Anon.  2010-02-16 00:37:35
0.1 in decimal is 0.00011001100110011... recurring in binary.
Phil Ross  2010-02-16 00:40:31
rational being representable as a fraction - silly me. Could you shed some light on why it is recurring?
meouw  2010-02-16 00:41:30
in binary, each digit past the dot represents 1/2, 1/4, 1/8, 1/16, just as in decimal it is 1/10, 1/100, 1/1000. Using just these binary fractions, you can't ever add up to 1/10 exactly. The closest you can get is 1/16 + 1/32 + 1/256 + 1/512 + .... (0.0001100110011...)

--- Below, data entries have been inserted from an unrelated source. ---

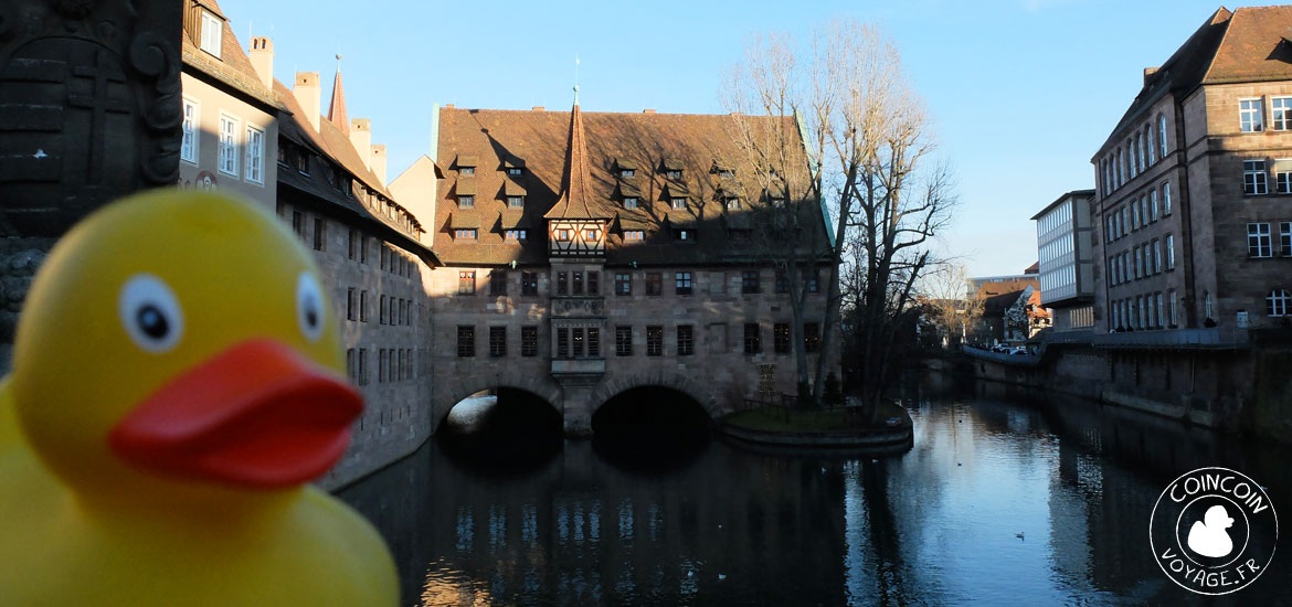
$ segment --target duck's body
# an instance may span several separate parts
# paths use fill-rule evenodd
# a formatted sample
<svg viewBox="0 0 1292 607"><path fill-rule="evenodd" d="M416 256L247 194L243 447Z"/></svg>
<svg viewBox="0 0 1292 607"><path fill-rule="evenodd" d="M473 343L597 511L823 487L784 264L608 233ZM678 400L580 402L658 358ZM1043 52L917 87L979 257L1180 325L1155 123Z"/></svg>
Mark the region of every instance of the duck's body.
<svg viewBox="0 0 1292 607"><path fill-rule="evenodd" d="M85 247L93 252L98 244L101 251L102 243L93 240L103 236L81 229L68 239L90 243L67 245L78 249L72 260L56 248L41 269L71 275L37 275L28 296L14 373L0 384L0 604L395 604L394 566L376 531L305 484L345 448L358 398L333 380L339 342L327 324L333 322L324 315L326 301L323 309L309 310L310 322L322 328L304 331L304 337L292 309L274 310L293 296L300 302L296 283L314 280L307 254L267 213L242 203L217 196L182 204L162 195L152 199L152 207L171 214L154 221L169 222L165 227L180 231L172 238L187 239L195 249L196 276L174 271L183 269L183 260L146 257L158 248L120 225L150 213L136 203L127 212L101 213L111 221L96 229L110 230L109 242L142 249L143 260L124 249L106 252L109 261L80 258L88 254L80 251ZM186 232L194 226L185 221L212 234ZM203 263L218 263L204 240L233 232L279 254L286 266L247 269L248 294L265 310L249 311L251 300L203 304L218 292L239 300L239 289L248 288L203 283L242 270L202 275L211 270ZM238 247L236 236L233 240ZM160 251L171 244L160 243ZM247 254L252 252L230 252L222 262L244 263ZM89 267L67 267L76 263ZM106 285L80 284L85 273ZM182 325L182 333L162 341L164 350L142 355L124 338L132 329L119 327L136 318L124 307L134 300L121 285L140 273L171 280L172 297L187 306L182 319L178 313L169 318L171 328ZM189 284L194 278L199 283ZM288 293L261 289L284 278ZM71 296L84 301L58 301ZM66 313L62 307L75 311L76 305L88 315L105 306L109 313L72 327L62 325L66 319L41 318ZM235 329L239 319L225 318L222 307L251 318ZM155 310L138 318L145 313ZM284 316L292 322L283 323ZM275 328L282 324L287 327ZM149 332L156 325L146 325L143 337L163 334ZM59 347L61 355L47 351Z"/></svg>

nickf  2010-02-16 00:46:47
IEEE standards (754) dictate fractional numbers be stored this way.
littlefoot  2010-02-17 18:48:56
+2  A: 

In Firefox and Chrome, 0.1 + 0.2 is 0.30000000000000004, which is not equal to 0.3. This is presumably caused by it not being possible to represent 0.1 exactly as a floating point number.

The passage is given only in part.